Montezuma Road won’t impact Summit County summer road projects
June 10, 2014
Repair cost estimates for Montezuma Road are approaching the $2 million mark, but the emergency likely will not affect an aggressive county road repair schedule already approved for this summer.
During the Tuesday, June 10, Summit Board of County Commissioners workshop, assistant county manager Thad Noll said road workers have been turning 12- to 13-hour days since last week when high water washed out a 1.5-mile section of Montezuma Road. Although Summit County could apply for state or federal aid, Noll said the county should track its expenses regardless of whether it receives reimbursement.
“If there’s a silver lining to all of this, it’s that people are getting the chance to do what they do,” Noll said. “We’re getting the opportunity to implement our incident management policies in real time.”
Noll also noted that there have been no reported injuries among county employees and Montezuma residents since the road washed out last week.
“If we have a significant rain event, we could have another Montezuma Road-type emergency.”
Summit County manager
But County Commissioner Thomas Davidson wanted to know what a potential $2 million price tag would do to the 2014 road budget and the county’s general fund, overall.
County finance director Marty Ferris said the road department receives much of its annual funding from a portion of the 12.789 voter-approved mill levy. Because it is too late in the year to adjust the mill, Ferris said, the cost of the Montezuma Road emergency would likely come out of the more fluid general fund reserves.

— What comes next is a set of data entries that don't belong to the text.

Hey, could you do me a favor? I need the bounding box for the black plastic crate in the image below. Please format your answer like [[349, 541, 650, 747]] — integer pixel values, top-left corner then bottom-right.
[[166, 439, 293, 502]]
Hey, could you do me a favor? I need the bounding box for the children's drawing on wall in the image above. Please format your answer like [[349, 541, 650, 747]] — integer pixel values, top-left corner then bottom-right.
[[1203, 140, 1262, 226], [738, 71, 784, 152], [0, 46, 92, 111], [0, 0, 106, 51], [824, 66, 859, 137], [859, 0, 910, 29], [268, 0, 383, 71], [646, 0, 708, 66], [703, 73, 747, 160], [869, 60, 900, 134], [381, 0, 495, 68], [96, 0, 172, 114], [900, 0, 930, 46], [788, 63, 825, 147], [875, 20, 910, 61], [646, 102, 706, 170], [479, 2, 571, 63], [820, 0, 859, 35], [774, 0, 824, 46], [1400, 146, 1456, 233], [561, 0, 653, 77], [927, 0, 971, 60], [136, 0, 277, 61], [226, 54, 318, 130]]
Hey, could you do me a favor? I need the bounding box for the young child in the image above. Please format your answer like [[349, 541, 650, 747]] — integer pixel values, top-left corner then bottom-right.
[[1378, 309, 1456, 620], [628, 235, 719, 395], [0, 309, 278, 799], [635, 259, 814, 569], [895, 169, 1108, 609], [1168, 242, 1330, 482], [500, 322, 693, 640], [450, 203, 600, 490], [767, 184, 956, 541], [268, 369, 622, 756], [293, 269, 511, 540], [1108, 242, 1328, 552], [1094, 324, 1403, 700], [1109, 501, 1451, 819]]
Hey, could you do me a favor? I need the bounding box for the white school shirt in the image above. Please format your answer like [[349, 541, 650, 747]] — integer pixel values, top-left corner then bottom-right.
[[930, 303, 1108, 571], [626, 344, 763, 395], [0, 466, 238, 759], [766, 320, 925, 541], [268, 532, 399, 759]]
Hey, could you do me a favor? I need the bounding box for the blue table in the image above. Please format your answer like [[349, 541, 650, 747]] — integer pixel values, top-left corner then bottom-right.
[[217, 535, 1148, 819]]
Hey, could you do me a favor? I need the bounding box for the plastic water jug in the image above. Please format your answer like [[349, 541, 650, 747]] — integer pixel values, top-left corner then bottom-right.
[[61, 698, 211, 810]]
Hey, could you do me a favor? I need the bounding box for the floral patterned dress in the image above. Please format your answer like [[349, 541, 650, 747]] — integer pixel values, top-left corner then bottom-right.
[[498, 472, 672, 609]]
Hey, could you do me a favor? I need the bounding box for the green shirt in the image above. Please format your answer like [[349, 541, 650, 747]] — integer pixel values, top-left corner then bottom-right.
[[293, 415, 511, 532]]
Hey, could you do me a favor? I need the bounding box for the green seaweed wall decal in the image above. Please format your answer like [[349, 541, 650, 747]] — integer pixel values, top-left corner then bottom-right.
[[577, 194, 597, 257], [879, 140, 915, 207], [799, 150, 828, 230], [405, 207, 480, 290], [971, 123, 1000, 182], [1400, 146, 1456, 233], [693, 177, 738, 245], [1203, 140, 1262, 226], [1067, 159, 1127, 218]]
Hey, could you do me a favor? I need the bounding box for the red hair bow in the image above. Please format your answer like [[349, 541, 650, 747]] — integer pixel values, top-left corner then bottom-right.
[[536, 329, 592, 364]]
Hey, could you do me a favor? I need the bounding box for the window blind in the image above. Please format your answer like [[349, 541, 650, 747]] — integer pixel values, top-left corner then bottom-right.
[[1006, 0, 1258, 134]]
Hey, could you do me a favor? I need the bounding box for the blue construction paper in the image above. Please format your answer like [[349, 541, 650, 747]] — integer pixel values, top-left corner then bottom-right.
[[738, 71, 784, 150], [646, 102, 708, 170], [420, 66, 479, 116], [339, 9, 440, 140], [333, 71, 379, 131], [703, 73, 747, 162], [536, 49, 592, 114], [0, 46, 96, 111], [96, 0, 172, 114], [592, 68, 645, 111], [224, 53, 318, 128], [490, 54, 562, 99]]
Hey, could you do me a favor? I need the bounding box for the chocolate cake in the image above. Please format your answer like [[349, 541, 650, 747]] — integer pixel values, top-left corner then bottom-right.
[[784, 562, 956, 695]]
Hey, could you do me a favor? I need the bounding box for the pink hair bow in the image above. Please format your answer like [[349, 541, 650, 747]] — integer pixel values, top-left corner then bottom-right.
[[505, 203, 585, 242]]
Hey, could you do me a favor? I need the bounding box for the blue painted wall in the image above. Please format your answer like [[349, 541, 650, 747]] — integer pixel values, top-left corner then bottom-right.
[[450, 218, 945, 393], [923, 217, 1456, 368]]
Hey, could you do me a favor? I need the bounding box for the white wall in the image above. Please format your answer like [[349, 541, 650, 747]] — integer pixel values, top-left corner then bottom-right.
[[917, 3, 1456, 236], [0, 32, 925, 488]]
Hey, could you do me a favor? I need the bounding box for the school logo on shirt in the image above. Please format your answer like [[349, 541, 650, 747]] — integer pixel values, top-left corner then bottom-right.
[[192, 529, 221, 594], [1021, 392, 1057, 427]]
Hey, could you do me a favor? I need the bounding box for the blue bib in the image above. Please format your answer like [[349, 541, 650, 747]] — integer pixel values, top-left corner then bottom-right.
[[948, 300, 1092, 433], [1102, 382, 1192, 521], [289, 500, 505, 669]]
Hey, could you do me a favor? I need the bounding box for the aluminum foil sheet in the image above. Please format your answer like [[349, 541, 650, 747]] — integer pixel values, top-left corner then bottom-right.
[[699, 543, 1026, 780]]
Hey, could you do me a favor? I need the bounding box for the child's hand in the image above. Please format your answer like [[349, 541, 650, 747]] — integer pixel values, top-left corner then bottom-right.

According to county policy, officials must maintain at least a three-month operating reserve in the general fund. The county bases its policy on average operating expenses, which equate to about $6.5 million for three months.
The county ended 2013 with a general fund balance of $16 million, $12.6 million of which is unassigned, and which Ferris said provides the county with a lot of “maneuverability” to address emergencies like Montezuma Road, while maintaining a three-month reserve.
Davidson also asked whether the estimated cost to repair Montezuma Road would impact the summer road maintenance schedule.
In April, the commission approved about $1.5 million in road maintenance projects. The road department’s maintenance budget was $1.1 million for 2014. At the time the projects were approved, county officials discussed making up the $400,000 difference with a transfer from the general fund.
As of Tuesday, the county’s elected officials and staffers agreed the maintenance plan should move forward unchanged.
“We’ve done a really good job over the last several years of saving money,” Davidson said. “This is why we build up a general fund reserve, so we can use those funds and not have to tell people in Keystone you’re road project is now delayed because of what happened in Montezuma.”
The county already is beginning to receive bids for its summer road projects, Noll said, and so far they are coming in a little lower than expected. To date, the county has received bids for Soda Ridge and Montezuma roads in Keystone. The section of Montezuma does not include the washout area, but focuses on the curved section at the bottom of the road near U.S. Highway 6. The county also has received bids for a number of smaller paving and patching projects, Noll said.
Interestingly, Noll said, total road maintenance costs could come in about $200,000 lower than the $1.5 million estimate, as the culvert that failed at Peru Creek was undersized and slated for replacement this summer anyway. Noll said that cost now would likely be lumped in with the total cost to repair the washed-out area of Montezuma Road.
Despite having the funds to move forward, county manager Gary Martinez recommended the county hold off on accepting the construction bids until after the end of flood season, if possible. Martinez said Denver Water announced that inflows into Dillon Reservoir have slowed in recent days, prompting officials Tuesday to drop outflows to 1,400 cubic feet per second from 1,700 cfs. Inflows peaked on May 30 at 2,777 cfs, said Travis Thompson, senior media coordinator for Denver Water.
“As long as there is not another flooding incident, then I think we would move ahead with everything on our plan,” Martinez said. “Regardless of what Denver Water is doing with the flows, there’s still a lot of snowpack out there and if we have a significant rain event, we could have another Montezuma Road-type emergency.”
Summit County Emergency Management director Joel Cochran also attended Tuesday’s workshop to provide an update on progress to restore vehicle access to Montezuma residents. He presented photos of county workers moving a two-piece, 15,000-pound bridge into place over the washout area last weekend. The bridge could be opened to vehicle traffic sometime this week, Cochran said.